Ladybirds select oviposition sites based on factors, such as (1) patch quality in terms of prey quantity (Hemptinne et al. 2000a; Fréchette et al. 2006; Oliver et al. 2006; Omkar et al. 2010), (2) age of aphid colony (Hemptinne et al. 2000a), (3) age of host plant (Seagraves 2009), (4) presence of larval tracks (Ruzicka 2006; Mishra et al. 2012, 2013), (5) physical presence of adults (Mishra and Omkar 2006), (6) cost of inter-patch movement in terms of energy and time, and (7) mortality risks to the offspring (Seagraves 2009). A few studies suggest that egg presence also modulates oviposition (Hemptinne and Dixon 1991; Mishra et al. 2012, 2013). In response to poor prey quantity and quality, ladybirds are known to either reduce oviposition (Oliver et al. 2006; Fréchette et al. 2006; Omkar et al. 2010; Barbosa et al. 2014; Santos et al. 2016; Singh et al. 2016), or completely avoid oviposition by resorbing their ovarioles (Osawa 2005; Kajita and Evans 2009; Ferrer et al. 2010) or search for further new patches for oviposition (Sloggett and Majerus 2000). In prey-scarce conditions, instead of avoiding such patches completely, ladybirds tend to lay extra non-viable eggs only for the purpose of nutrition, so as to provide for their viable eggs in the same egg batch (Perry and Roitberg 2005) and also for themselves (Santi and Maini 2007). Laying of trophic eggs as a source of nutrition is found in many animal groups, e.g. fishes (McKaye 1986), amphibians (Kam et al. 2000; Heying 2001; Gibson and Buley 2004), insects (Frechette and Coderre 2000; Kudo and Nakahira 2001), spiders (Kim and Roland 2000; Kim and Horel 2000) and prosobranch snails (Baur 1992).
Poor prey conditions are also responsible for an increase in the incidence of cannibalism and intraguild predation (Takahashi 1989; Schellhorn and Andow 1999b; Dixon 2000; Cottrell 2005), with the former increasing more in ladybirds (Schellhorn and Andow 1999a; Hemptinne et al. 2000b, 2000c). This is probably owing to lesser chances of exposure to toxins in case of cannibalism (Burgio et al. 2002; Agarwala and Dixon 1992; Hemptinne et al. 2000b, 2000c). Sibling cannibalism in particular is suggested to have great adaptive significance in ladybirds by providing essential energy and nutrients, thereby accelerating development, increasing growth rate, and enhancing survival (Banks 1954, 1956; Kawai 1978; Roy et al. 2007). Sibling egg cannibalism is believed to have evolved under prey-scarce conditions due to fitness gains to both cannibals and victims (Osawa 1992).

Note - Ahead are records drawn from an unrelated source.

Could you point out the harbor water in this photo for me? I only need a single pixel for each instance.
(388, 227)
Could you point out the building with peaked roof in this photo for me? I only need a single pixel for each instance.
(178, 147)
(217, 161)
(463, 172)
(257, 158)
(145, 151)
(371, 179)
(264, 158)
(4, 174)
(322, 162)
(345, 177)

While egg cannibalism is a more prevalent phenomenon, being an easy source of energy (Takahashi 1987; Agarwala and Dixon 1992), larval cannibalism has been investigated more in ladybirds (Michaud 2003; Pervez et al. 2006). In larval cannibalism, the role of size disparity (Yasuda et al. 2001), species specific context (Yasuda and Ohnuma 1999; Snyder et al. 2000), as well as kinship or relatedness (Michaud 2003; Pervez et al. 2005) have been observed. Results of these studies indicate a proclivity of smaller sized individuals and conspecifics to being cannibalized in prey-scarce conditions (Hodek et al. 2012). The few studies that have been undertaken on egg cannibalism in ladybirds, indicates the preference of conspecific eggs over heterospecific ones (Agarwala et al. 1998; Michaud 2002) with preference changing with the switching of egg surface chemicals (Omkar et al. 2004). This indicates the capability of discriminating between conspecifics and heterospecifics.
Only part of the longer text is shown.